In Haskell we can't do this: the type of one argument can't rule-out values of another. Hence we must define those branches (or else leave the implicit "unmatched pattern" error, which is a "bottom"), and we need them to return values of type 'Foo' (which may be impossible to construct, unless we return "bottom"). This satisfies Milner's definition, but also goes too far: we're specifying well-defined behaviour for programs which aren't well-typed! In practice, this leads to redundant branches like 'Nothing -> error "Shouldn't happen"', which (a) introduce potential crashes and (b) are so close to being statically avoided!

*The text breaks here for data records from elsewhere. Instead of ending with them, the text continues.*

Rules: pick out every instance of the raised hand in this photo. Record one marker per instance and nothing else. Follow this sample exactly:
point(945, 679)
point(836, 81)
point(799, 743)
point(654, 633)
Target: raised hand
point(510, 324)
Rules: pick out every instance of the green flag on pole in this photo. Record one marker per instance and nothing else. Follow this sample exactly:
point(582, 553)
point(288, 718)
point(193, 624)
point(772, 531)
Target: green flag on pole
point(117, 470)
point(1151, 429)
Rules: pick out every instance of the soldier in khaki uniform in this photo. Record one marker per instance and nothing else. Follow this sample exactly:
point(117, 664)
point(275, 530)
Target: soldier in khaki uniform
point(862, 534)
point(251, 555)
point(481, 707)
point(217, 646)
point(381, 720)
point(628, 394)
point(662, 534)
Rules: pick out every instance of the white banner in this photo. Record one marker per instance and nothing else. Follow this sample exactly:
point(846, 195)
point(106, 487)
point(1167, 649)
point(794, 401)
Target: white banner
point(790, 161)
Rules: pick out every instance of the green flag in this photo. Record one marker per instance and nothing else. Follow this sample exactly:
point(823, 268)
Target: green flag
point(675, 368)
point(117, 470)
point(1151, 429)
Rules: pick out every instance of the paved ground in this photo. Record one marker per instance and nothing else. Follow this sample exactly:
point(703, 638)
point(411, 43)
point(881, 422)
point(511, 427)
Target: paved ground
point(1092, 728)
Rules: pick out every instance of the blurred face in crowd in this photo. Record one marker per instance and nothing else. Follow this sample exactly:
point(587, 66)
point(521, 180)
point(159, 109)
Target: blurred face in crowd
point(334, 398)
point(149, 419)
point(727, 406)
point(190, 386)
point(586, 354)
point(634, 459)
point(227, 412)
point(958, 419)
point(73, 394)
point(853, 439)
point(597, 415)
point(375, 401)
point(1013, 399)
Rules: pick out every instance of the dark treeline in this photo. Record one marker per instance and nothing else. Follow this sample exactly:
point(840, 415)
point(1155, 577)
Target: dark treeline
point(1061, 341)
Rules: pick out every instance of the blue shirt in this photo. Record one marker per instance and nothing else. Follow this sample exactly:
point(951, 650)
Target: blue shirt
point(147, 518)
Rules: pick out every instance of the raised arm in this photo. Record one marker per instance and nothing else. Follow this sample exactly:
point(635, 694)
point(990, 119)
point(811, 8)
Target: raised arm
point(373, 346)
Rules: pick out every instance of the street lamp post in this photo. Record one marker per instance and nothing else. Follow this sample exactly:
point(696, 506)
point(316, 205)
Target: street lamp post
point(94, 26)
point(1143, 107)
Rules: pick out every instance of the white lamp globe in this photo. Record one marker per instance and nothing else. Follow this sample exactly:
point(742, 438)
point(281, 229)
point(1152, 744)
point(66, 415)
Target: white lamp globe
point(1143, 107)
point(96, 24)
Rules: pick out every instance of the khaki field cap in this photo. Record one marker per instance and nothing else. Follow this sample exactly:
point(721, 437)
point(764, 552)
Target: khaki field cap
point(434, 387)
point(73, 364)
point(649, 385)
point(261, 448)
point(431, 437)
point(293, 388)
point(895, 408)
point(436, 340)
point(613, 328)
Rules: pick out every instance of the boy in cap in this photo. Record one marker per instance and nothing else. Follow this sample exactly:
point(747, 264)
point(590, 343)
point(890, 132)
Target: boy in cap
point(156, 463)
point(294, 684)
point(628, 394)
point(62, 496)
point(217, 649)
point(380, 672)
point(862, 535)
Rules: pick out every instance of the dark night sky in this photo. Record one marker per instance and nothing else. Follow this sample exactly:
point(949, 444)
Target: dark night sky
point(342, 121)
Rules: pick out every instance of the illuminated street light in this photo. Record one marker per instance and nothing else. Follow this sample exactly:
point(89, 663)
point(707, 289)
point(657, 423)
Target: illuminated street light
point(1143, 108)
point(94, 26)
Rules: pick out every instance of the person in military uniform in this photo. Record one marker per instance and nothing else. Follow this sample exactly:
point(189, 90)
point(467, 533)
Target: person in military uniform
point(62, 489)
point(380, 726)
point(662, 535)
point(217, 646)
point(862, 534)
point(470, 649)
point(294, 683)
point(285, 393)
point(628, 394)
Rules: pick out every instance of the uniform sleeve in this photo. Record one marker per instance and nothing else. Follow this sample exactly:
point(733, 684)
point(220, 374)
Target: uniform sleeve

> having to avoid or prove termination would be a pain in the rear end for most large programs
Wrong! Haskell is lazy, so it won't bother evaluating arguments which aren't needed. Even if we try forcing the value, we can't be sure that the compiler won't optimise it away! In practice this means that we can't rely on the mere existence of well-typed values as proof of their types; we can be sure that our data dependencies exist (i.e. those values which are forced as part of our computation, which can't be optimised away), but we still won't know that beforehand (i.e. the program may crash or freeze at any point before a particular expression, due to the presence of "bottom" somewhere).